Walter Palmer is finding that help can be hard to come by. The Midwestern dentist has been under intense scrutiny since he admitted to killing Cecil, an African lion beloved by tourists and researchers alike, while on a trophy hunt in Zimbabwe earlier this month. The Minneapolis-based PR firm J. Austin & Associates—which helped distribute his official statement—terminated its short-lived relationship with Palmer on Wednesday, according to The New York Times.
Jon Austin, a senior partner with J. Austin & Associates, confirmed the break from Palmer with a post to his Twitter account:
Yesterday another PR firm asked to help distribute Dr. Palmer’s statement. Having completed that task, we've ended our work on this issue.
— Jon Austin (@jmaustin) July 29, 2015
It seems that everyone and everything associated with Palmer has gone up in flames since the revelation of Cecil’s killing earlier this week. Palmer’s dental practice in Minnesota has been closed since Tuesday and was the scene of protests against trophy hunting and memorials in Cecil’s honor. J. Austin & Associates has also had a Yelp page created—though not claimed by the firm—and has been subsequently lambasted since Tuesday.

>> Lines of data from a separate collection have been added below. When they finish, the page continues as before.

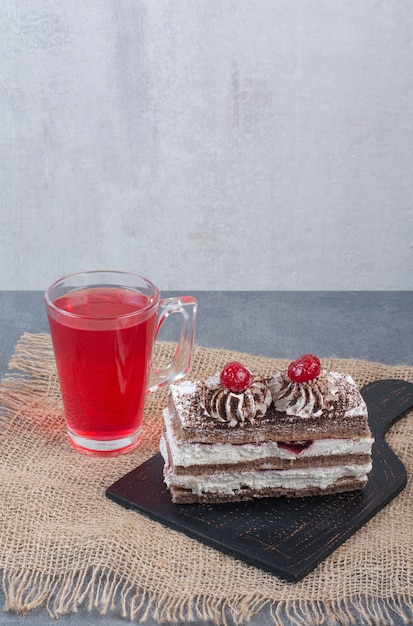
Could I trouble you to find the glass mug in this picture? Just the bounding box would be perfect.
[45,271,197,456]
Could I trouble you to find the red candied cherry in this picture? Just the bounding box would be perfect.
[287,354,321,383]
[220,361,253,393]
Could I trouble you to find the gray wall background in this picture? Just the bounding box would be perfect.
[1,0,412,291]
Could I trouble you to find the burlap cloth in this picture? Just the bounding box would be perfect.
[1,333,413,625]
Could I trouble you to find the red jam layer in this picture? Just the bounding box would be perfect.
[277,440,313,455]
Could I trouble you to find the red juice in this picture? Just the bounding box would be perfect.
[47,286,158,453]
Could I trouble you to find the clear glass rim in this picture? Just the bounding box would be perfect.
[45,270,160,322]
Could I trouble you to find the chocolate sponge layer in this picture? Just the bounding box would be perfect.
[168,476,368,505]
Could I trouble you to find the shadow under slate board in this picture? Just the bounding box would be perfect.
[106,379,413,582]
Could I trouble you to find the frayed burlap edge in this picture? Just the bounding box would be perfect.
[3,568,413,626]
[1,333,413,626]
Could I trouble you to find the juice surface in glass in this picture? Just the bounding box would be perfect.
[48,286,157,453]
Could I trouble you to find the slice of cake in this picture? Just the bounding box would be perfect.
[160,355,374,504]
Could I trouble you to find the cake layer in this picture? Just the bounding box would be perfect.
[163,408,373,470]
[169,377,370,445]
[164,464,372,504]
[161,437,371,475]
[168,478,368,504]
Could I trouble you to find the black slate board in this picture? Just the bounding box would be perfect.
[106,379,413,582]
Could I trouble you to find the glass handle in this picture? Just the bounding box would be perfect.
[148,296,197,393]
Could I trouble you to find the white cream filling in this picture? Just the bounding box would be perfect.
[163,463,372,495]
[162,409,373,468]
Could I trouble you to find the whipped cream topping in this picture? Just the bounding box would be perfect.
[269,370,343,418]
[200,373,272,426]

The world of crisis management has never been smooth sailing, especially since the advent and proliferation of digital communications. That’s why smart PR pros will know that they have to pick their battles. Taking on an infamous client surrounded by such deafeningly negative sentiment needs to be a carefully calculated decision. After all, the payoffs from successfully managing such a crisis would be significant for any firm, but the risks can be great too.

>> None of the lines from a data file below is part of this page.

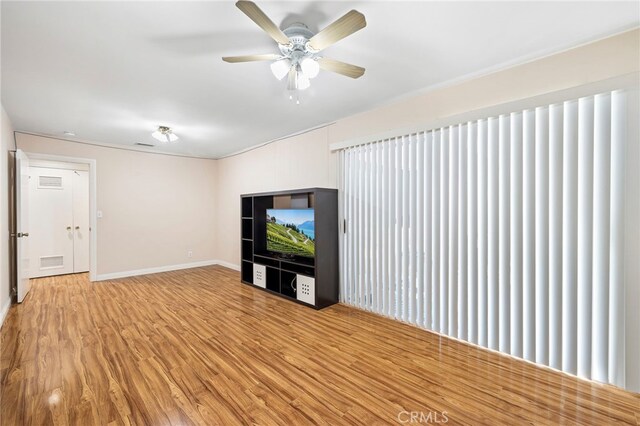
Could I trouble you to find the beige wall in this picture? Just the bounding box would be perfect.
[215,29,640,268]
[214,126,335,267]
[16,133,218,278]
[330,29,640,144]
[1,106,14,322]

Taking on a controversial client will always be a gamble, but with some thorough planning and an understanding of what you can offer, you may escape being dragged down with a sinking ship. With this in mind, here are a few points courtesy of Richard Levick, chairman-CEO of Levick, and Erica Normand, marketing supervisor with Deveney Communication, to start you off on evaluating a potentially controversial client.
Know the severity of the crisis—Not acknowledging the full spectrum of the conversation surrounding a potential client is a good way to bite off more than you can chew. At that point, hopefully you know someone certified in CPR.

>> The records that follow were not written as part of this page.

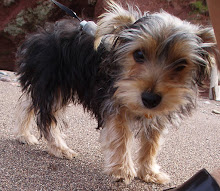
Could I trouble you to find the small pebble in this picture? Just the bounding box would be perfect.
[212,110,220,114]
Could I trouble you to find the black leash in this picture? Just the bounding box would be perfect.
[51,0,97,36]
[51,0,81,21]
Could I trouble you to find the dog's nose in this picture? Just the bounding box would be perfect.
[141,91,161,109]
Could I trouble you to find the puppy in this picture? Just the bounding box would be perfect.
[15,1,219,184]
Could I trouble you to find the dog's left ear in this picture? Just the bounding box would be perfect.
[94,1,140,49]
[194,27,220,86]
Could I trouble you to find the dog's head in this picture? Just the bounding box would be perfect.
[96,1,219,117]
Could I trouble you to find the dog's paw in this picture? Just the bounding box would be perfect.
[138,170,170,184]
[17,134,39,145]
[106,165,137,184]
[62,148,78,159]
[47,145,78,160]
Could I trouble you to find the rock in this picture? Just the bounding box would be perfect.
[212,110,220,114]
[204,101,211,104]
[0,76,11,82]
[0,71,8,76]
[0,70,10,81]
[0,0,96,71]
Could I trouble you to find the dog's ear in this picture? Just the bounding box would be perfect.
[94,1,140,49]
[194,27,220,86]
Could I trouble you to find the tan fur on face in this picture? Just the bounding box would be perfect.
[113,29,202,117]
[114,64,196,118]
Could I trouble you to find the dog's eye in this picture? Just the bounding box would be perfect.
[174,65,186,72]
[133,50,145,63]
[172,58,187,72]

Gauge the potential customer response—Will you lose current or future business by tackling a controversial issue or client? If it can happen to Edelman, it can happen to you.
Know the power of the media and public sentiment—PR pros know better than most how the court of public opinion doesn’t dispense justice blindly.
Keep in mind the timing—Timing is everything in communications. Are you taking on the client just as public anger reaches a crescendo? Or has the cleanup process already begun?
Evaluate how much goodwill the client had in the past—Whether or not the client has risen from obscurity into the spotlight or has an established public image can make all the difference.